Peter Lynch Quotes of the Day
"A lot of people think long-term investing is three weeks from next Wednesday, but when I talk about long-term investing I mean 5, 10, 20 years. During that length of time the market can experience ups and downs due to what I call "background noise." Events occur – hurricanes, wars, political instability, currency and bank crises – that make investors nervous and cause market volatility. It does get nasty at times, but it shouldn't cloud investors' judgments about thinking long-term. The key organ here is your stomach. Everyone has the brainpower, but not everyone has the stomach for it." ~ Peter Lynch
Staying focused over the long haul is easier said than done when it comes to investing in individual stocks. Numerous stocks are pushing all-time highs, and a correction will inevitably come about at some point (when, or how severe, is all speculation). In the midst of market volatility, Peter Lynch urges investors to see a stock not as lottery ticket, but as ownership in a business.

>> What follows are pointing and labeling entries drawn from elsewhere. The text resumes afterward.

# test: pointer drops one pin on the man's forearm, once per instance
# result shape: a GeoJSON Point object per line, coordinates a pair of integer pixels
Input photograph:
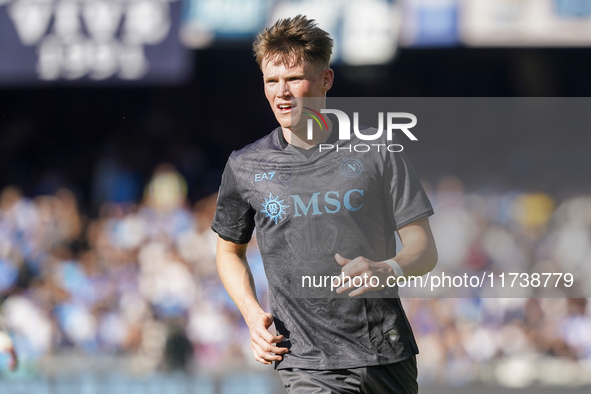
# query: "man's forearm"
{"type": "Point", "coordinates": [238, 281]}
{"type": "Point", "coordinates": [419, 253]}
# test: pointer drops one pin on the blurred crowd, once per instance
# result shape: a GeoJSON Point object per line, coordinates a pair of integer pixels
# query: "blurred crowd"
{"type": "Point", "coordinates": [140, 281]}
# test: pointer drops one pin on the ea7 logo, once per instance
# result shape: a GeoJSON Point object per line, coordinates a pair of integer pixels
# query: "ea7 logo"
{"type": "Point", "coordinates": [345, 125]}
{"type": "Point", "coordinates": [264, 175]}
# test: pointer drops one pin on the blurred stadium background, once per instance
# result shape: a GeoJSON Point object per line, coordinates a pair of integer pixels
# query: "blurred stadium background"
{"type": "Point", "coordinates": [116, 119]}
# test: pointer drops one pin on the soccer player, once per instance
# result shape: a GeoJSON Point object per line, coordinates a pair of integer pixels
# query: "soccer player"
{"type": "Point", "coordinates": [321, 212]}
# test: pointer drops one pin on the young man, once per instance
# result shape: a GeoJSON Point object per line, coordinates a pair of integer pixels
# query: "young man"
{"type": "Point", "coordinates": [310, 214]}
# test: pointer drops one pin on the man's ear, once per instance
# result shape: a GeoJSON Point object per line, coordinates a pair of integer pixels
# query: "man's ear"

My application of this strategy is pretty simple, inspired by Lynch and the Fool's own TMF1000. If I see a superior business trading at a reasonable level, and have cash available, I open an intial position in the business. In the meantime, I add cash to my portfolio as time (and my ginormous college wage) allows. Should the market correct, I will reevaluate my holdings to identify which superior businesses are placed on the discount shelf thanks to Mr. Market. Stock market corrections are the friend of long-term investors.
"Time is on your side when you own shares of superior companies." ~ Peter Lynch
My rule of thumb follows what investing greats, such as Lynch and Warren Buffett, encourage: any money invested in stocks should be money you can reasonably do without for at least ten years. Invest an amount you are comfortable with (and could stomach to see in the red), and consider the possibility of purchasing (or reinvesting in) quality businesses that get unnecessarily hammered by the market.
"The bottom line is to have a responsible plan for your investments and know what you own and why you own it. There's too much at stake not to." ~ Peter Lynch
Whatever might be ahead for the market, keep focused on the businesses behind the stocks, invest responsibly and, most importantly, stay Foolish.